A small, titanium five-pin socket. Two small screws, threads clogged with blood and bone splinters.
‘Jesus. You wrenched this bastard right out your skull.’
Lupe tore the wrapper from a pair of surgical scissors. She snipped iridium wires, thin as hair.
She held up the socket.
‘That’s the power pack,’ said Sicknote. ‘Some kind of lithium charge.’
‘So what did it do? Zap your brain each time you had one of your visions?’
‘It made them worse.’
Sicknote held out his hand. Lupe gave him the implant. He hurled it into the flood water.
She dressed the weeping hole in his skull. She washed her hands with bottled water. She gave him Tylenol.
‘How do you feel?’
‘Better.’
‘Really?’
‘I’m not a robot. I don’t want to be controlled.’
Lupe checked her watch again.
‘Forty minutes since I spoke to Donnie. She ought to be here.’
‘She’s pretty ill. She might need to stop for a rest. Got any more Tylenol?’
Lupe threw him the pot. He knocked back more pills.
He picked up the tangle of radio components and continued to twist wire. He unscrewed the earpiece of the transmitter headphones and knitted the little speaker to the circuit. He lashed cable round the stairwell’s iron balustrade and used it as an antenna.
‘Take it easy,’ said Lupe. ‘You lost a lot of blood.’
‘I feel good. Honestly.’
‘You’re high. Blood loss. In a minute, you’ll crash.’
He touched frayed cable to the terminals of a nine-volt battery, and adjusted the tuning dial. He sat with the speaker pressed to his ear, frowning with concentration.
He scratched his scalp.
‘I just fixed you up,’ said Lupe. ‘Don’t re-open the wound.’
‘My skin. Itching all the time.’
Lupe pointed at the radio.
‘You won’t reach shit. No power. No range.’

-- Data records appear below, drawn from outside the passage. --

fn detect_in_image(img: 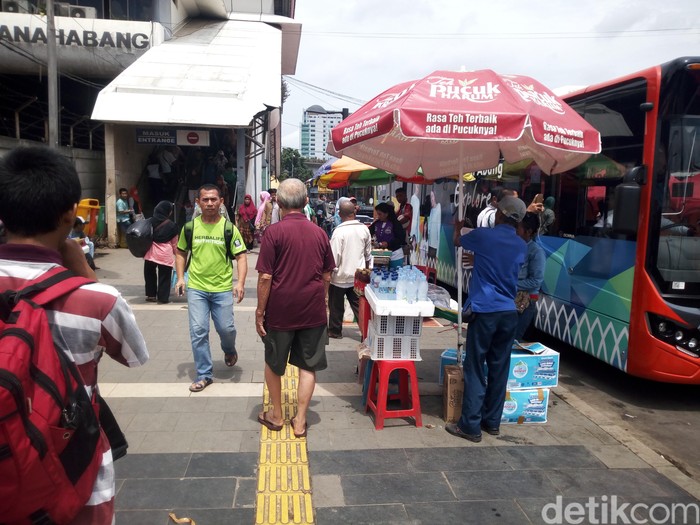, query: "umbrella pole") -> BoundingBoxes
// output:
[455,142,464,365]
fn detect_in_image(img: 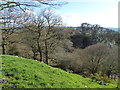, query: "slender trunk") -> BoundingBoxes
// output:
[37,41,43,62]
[32,49,37,60]
[45,40,48,64]
[2,43,5,54]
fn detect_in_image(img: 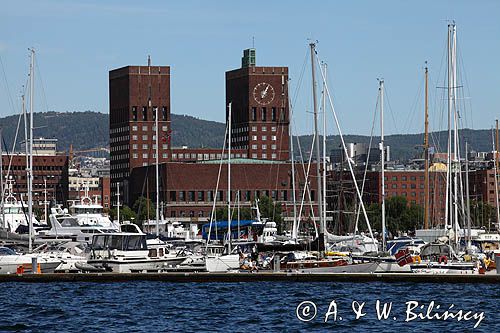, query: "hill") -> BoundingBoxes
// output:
[0,111,492,160]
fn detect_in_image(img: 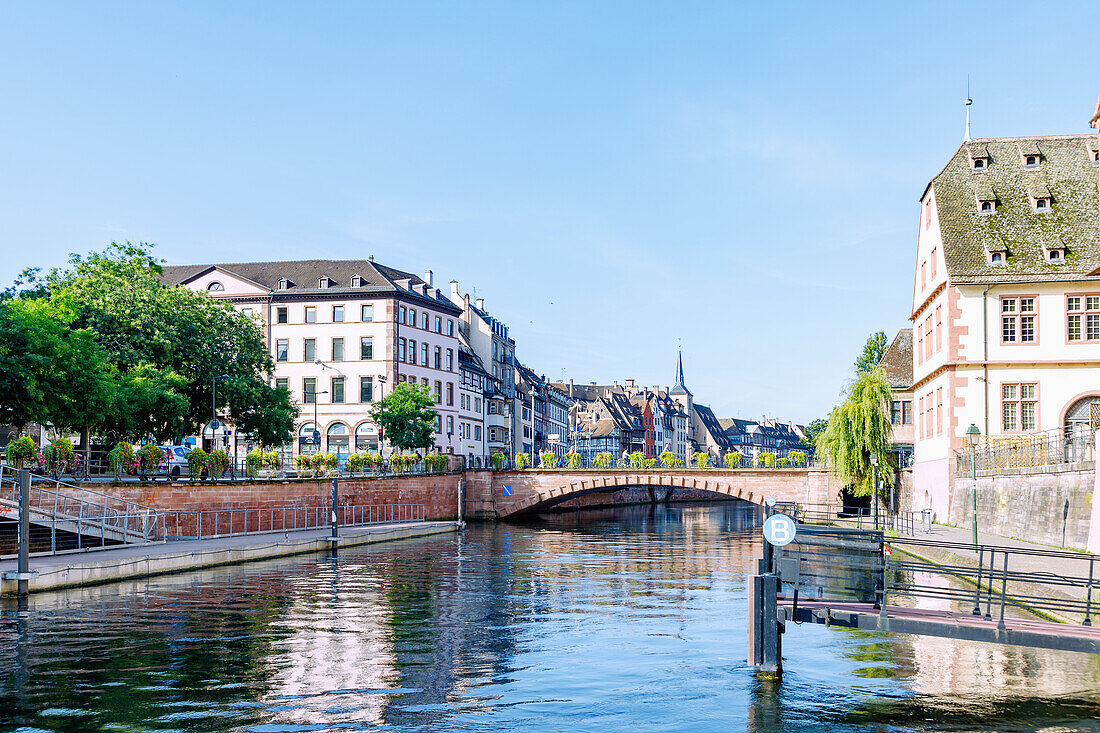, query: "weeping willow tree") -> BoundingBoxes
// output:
[816,367,894,496]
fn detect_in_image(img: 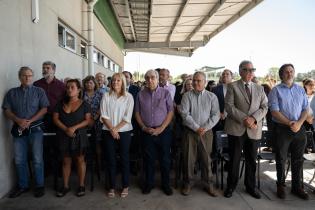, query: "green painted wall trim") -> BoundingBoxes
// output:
[94,0,125,49]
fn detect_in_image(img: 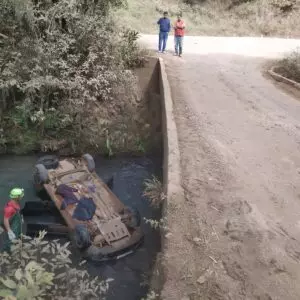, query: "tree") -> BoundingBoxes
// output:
[0,232,112,300]
[0,0,145,155]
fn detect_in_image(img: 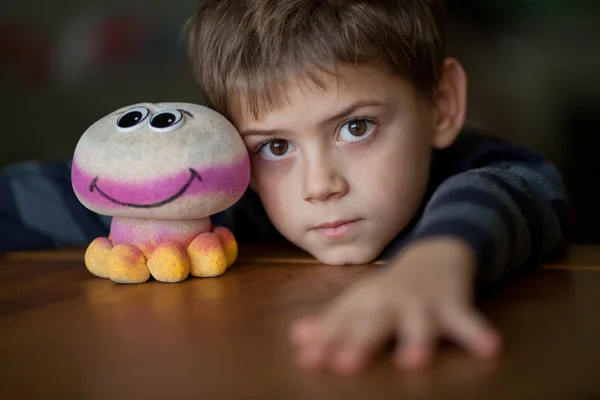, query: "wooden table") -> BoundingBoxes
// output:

‘I’m not trying to talk. I’m trying to listen.’
‘Listen to what?’
‘The virus.’
Lupe sat beside him. She held the little speaker to her ear.
‘Nothing. White noise.’
‘Listen harder.’
‘There’s nothing. It’s a dead channel.’
‘Can’t you hear it? That pulsing sound beneath the static? I’ve heard it every time anyone used a radio down here. Like a hammer knocking wood.’
‘Interference. Lot of iron in these rocks.’
‘Listen again. Can you hear it? Each click is different. There are variations. Little changes of tempo.’
She put her ear to the speaker once more.
‘It all sounds the same to me. Just noise.’
Sicknote held up the notebook. ‘Ekks transcribed the sounds. That’s what these letters and symbols represent. Not words. More like musical notation. A precise record of the endless tunnel song.’
‘He tuned in to its thoughts? Is that what you’re saying?’
‘Yeah. That was his big-ass breakthrough. Other labs round the world tried to kill the disease. Nuked it with penicillin and antibiotics. I heard there were a bunch of guys down a missile silo in the Everglades doing all kinds of Frankenstein shit. But Ekks figured out the virus was smart. He tried to communicate. He spoke to the parasite.’